5. Staff

From the points raised so far, it will appear that three areas of expertise could be appropriate backgrounds to the staff of a sound archive's cataloguing section librarianship or archivism (reflecting the priorities given to standardisation), relevant subject knowledge to the archive's areas of specialisation, and information science or computing skills.

In effect, the expertise associated with information science is not that most appropriate to the routine work of cataloguing in most sound archives, although access to such expertise (on a consultancy basis) can be of great value, especially to an archive establishing its cataloguing system. Similar arguments, it may be noted, apply to computer expertise, even for archives contemplating a computerised system. The priorities and budget of an archive are unlikely to encompass the establishment of a team of systems analysts and programmers -such a team would be severely under-employed. A single expert may be more necessary (especially, say, in an archive using a complex or on-line system) but reliance on an individual leaves an institution vulnerable to that individual's departure. It is better policy to seek to establish, with outside help as appropriate, procedures sufficiently routine for the archive's normal staff to manage.

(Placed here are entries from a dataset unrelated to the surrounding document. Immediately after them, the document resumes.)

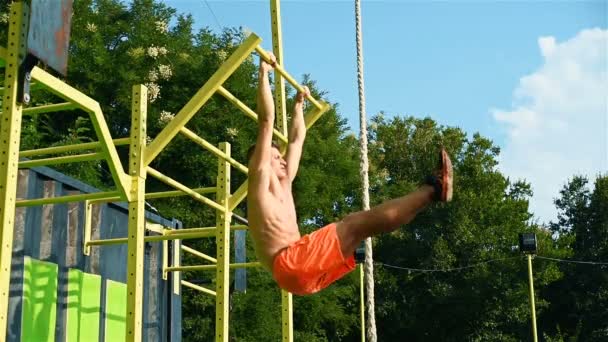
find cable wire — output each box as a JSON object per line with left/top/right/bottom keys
{"left": 202, "top": 0, "right": 223, "bottom": 32}
{"left": 535, "top": 255, "right": 608, "bottom": 266}
{"left": 376, "top": 256, "right": 524, "bottom": 273}
{"left": 376, "top": 255, "right": 608, "bottom": 273}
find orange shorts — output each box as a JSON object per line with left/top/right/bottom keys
{"left": 272, "top": 223, "right": 356, "bottom": 295}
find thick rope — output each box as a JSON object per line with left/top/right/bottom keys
{"left": 355, "top": 1, "right": 377, "bottom": 341}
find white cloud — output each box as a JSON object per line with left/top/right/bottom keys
{"left": 492, "top": 28, "right": 608, "bottom": 224}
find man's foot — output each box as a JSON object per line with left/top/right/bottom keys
{"left": 425, "top": 148, "right": 453, "bottom": 202}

In choosing between staff trained in librarianship or archivism and subject experts, an archive will be affected by the types of material it collects. Professional training has undoubted values, and significantly lessens the archive's own tasks in training new staff in relevant skills. On the other hand, the cataloguing of some types of sound material is likely to require abilities other than those of conventional cataloguers. Much book cataloguing consists of the interpretative transcription of information available from the book's title page; the cataloguing of many sound recordings, however, requires that the cataloguer listen to the material and provide an intelligent analysis of what is heard. Appropriate knowledge of the subject concerned is therefore of greater value than general cataloguing skill, and it may justifiably be felt that it is a shorter task to instil the principles of good cataloguing in a subject expert than to give a useful grounding in the subject to a trained cataloguer. The choice of qualifications will thus depend on the material collected and the type of cataloguing system used. An archive of commercial recordings, or of field recordings well-documented by their collectors, especially if using a library-derived cataloguing system, may justifiably select trained librarians; an archive of unique material will be better advised to look to subject experts. Individuals combining both backgrounds, of course, should be made particularly welcome.

Similar considerations dictate the answer to the question of the appropriate size for an archive's cataloguing section. The rate of growth of the archive, the cataloguing system employed, the types of use of the collection, and (in the case of an archive of field recordings) the contribution made by non-cataloguing staff are all critical factors. Those archives who supplied the examples used in the case-studies below were also asked to supply notes on staff levels: of the archives collecting primarily for research purposes non-commercial recordings, documentation staff never surpassed three, often with duties other than cataloguing, and in no case was this considered entirely sufficient; in all cases, it should also be noted, some of the burden of documentation was shared by field workers. Archives of commercial recordings can normally accommodate much larger accession rates with similar sizes of staff, but even so may feel that larger cataloguing sections would be useful. Broadcasting archives, in a world of day-by-day commercial pressure, may have documentation staffs that seem by contrast enormous: the Dutch broadcasting service NOS has in excess of 15 in its various departments. Cataloguing, it seems, remains an undervalued task except in collections that depend commercially on their ability to retrieve material from their collections. Those setting up new archives might be encouraged for their own sakes to make a more balanced assessment of priorities.